И он отвернулся от него к Трубецкому.
— Ты, князь, отчего бежал-то? — спросил он, хотя и спрашивал уже его, вызывал на откровенность.
— Враги, — лаконично ответил тот.
— Враги? — повторил он за ним и оглядел их всех, своих советчиков. — А у кого их нет?.. С врагами здорово живётся! Ты его или он тебя! Иного не дано! Не так ли, боярин? — кинул он взор на Заруцкого; он знал кое-что о его прошлом, о кое-чем же догадывался.
— Ну ладно, хватит, пошли! — резко оборвал он сам себя с чего-то. Он встал, вышел из предбанника. За ним вышли и все остальные в одном исподнем туда, где возле баньки суетились дворовые холопы. Уже стоял на лавке квас, и водка была тоже.
И только успели они выпить по чарке крепкой, как тут послышался топот копыт, вскрики: «Держи его, держи!» — и к баньке подлетел на жеребце Будило.
— Как он прорвался-то? — сердито бросил Заруцкий своему побратиму, казаки которого стояли в оцеплении.
Бурба пожал плечами, мол, что, не знаешь пана Будило, у того везде свои, он с кем попало пьёт, с донцами тоже, и вообще свой человек…
А Будило, соскочив с коня, подошёл вольной походкой к весёлой компании. Налив себе водки, он хватил её одним махом по-русски, крякнул, зачерпнул ложкой икру из чашки и отправил её в рот.
— Государь, — проглотив икру, обратился он к Димитрию, — там гетман и пан Валевский у твоего шатра… Вести уж больно важные…
И он всё так же бесцеремонно уселся на лавочке рядом с ним, с царём, налил ещё водки и выпил. Затем он повернулся к Меховецкому и заговорил вполголоса с ним:
— Николай, о тебе спрашивал князь Роман. Похоже, кто-то донёс ему, что ты вернулся и скрываешься здесь. Ты будь поосторожнее.
— А тебе-то, Оська, что? — нелюбезно отозвался Меховецкий. — Ты тоже выступал за него, чтобы гетманом был он!
— Да не-ет! — скривил Будило лицо и стал оправдываться, всё так же шёпотом. — Мне что ты, что он! Мне всё равно…
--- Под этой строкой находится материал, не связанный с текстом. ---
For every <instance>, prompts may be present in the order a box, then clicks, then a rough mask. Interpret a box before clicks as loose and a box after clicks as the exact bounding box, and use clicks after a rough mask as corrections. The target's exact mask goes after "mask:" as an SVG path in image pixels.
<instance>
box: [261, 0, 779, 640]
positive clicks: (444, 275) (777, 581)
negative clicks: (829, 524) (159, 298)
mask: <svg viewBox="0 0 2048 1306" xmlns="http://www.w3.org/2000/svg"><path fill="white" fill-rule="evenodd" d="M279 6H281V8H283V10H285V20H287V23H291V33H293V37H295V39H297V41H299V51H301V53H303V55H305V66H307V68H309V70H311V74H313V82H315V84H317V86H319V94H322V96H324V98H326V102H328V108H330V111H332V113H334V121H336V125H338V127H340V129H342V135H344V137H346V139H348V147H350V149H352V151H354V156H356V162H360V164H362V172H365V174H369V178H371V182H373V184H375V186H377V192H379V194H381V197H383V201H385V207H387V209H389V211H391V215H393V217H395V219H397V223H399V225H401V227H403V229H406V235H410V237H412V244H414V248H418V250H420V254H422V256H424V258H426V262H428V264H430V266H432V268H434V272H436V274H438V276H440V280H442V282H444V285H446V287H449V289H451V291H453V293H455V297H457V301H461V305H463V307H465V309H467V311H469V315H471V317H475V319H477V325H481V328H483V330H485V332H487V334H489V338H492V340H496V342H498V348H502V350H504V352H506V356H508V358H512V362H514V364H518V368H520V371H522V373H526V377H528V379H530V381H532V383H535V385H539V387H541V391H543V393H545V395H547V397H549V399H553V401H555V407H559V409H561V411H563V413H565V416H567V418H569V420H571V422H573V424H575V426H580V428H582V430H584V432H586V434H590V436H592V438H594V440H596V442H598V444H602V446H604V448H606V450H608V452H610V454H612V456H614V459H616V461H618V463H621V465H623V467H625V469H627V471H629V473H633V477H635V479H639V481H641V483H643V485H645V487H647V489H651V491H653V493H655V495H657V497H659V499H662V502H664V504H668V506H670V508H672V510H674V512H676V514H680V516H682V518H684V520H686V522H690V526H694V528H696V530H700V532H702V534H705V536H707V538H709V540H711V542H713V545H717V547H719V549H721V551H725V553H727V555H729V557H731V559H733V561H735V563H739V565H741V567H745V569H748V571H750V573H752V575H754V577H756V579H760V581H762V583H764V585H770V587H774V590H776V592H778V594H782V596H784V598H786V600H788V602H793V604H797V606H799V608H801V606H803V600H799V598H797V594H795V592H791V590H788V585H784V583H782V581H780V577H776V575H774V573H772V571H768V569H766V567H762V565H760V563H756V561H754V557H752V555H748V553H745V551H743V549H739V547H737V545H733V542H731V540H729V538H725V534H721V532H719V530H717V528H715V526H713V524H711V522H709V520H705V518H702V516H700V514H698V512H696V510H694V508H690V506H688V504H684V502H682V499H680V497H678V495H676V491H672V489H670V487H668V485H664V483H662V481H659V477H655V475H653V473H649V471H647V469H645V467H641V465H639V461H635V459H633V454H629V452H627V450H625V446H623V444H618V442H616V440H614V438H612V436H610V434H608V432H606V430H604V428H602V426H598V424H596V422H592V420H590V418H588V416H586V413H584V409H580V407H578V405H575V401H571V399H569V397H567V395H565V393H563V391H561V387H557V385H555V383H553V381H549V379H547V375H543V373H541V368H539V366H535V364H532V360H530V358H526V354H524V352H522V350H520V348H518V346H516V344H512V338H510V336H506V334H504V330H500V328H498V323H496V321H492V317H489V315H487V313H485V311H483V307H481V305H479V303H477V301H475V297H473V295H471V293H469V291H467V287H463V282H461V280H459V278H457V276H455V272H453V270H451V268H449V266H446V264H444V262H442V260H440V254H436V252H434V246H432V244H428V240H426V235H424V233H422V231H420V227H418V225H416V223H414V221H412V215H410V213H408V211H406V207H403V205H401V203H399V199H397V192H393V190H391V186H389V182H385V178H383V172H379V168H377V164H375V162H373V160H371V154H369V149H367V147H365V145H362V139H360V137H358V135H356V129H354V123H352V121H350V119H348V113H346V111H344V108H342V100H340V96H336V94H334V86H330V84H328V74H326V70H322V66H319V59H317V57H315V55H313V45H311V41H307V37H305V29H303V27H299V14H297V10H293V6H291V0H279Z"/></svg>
Матюшка, выпив ещё чарку водки, поднялся с лавки и стал вытирать полотенцем голову. И все они, кто был с ним в бане, засобирались тоже, глядя на него. А он напялил на себя штаны и всё ту же старую, расшитую узорами холщовую рубаху. Схватив свой кафтан из грубой настрафили[47]
, но не надев его, он пошёл расхлябанной походкой к аргамаку, которого уже держал наготове его стремянной. Вскочил же на него он ловко, одним махом, по-казацки.— Останься здесь, с Меховецким, и помоги ему, если что. А я с царём, — тихо шепнул Заруцкий Бурбе и подмигнул ему: мол, всякое бывает, и сабля лишней не будет при царе.
Матюшка же пустил рысцой аргамака к лагерю во главе всей ватаги, к которой присоединились и донцы. У своего шатра он соскочил на землю с аргамака и прошёл в шатёр, заметив, что поодаль, у коновязей, стоят гусары гетмана… «Принесло же! Значит, что-то серьёзное!»
Он вошёл в шатёр, за ним вошли Заруцкий, Трубецкой, и Будило не отставал от них тоже.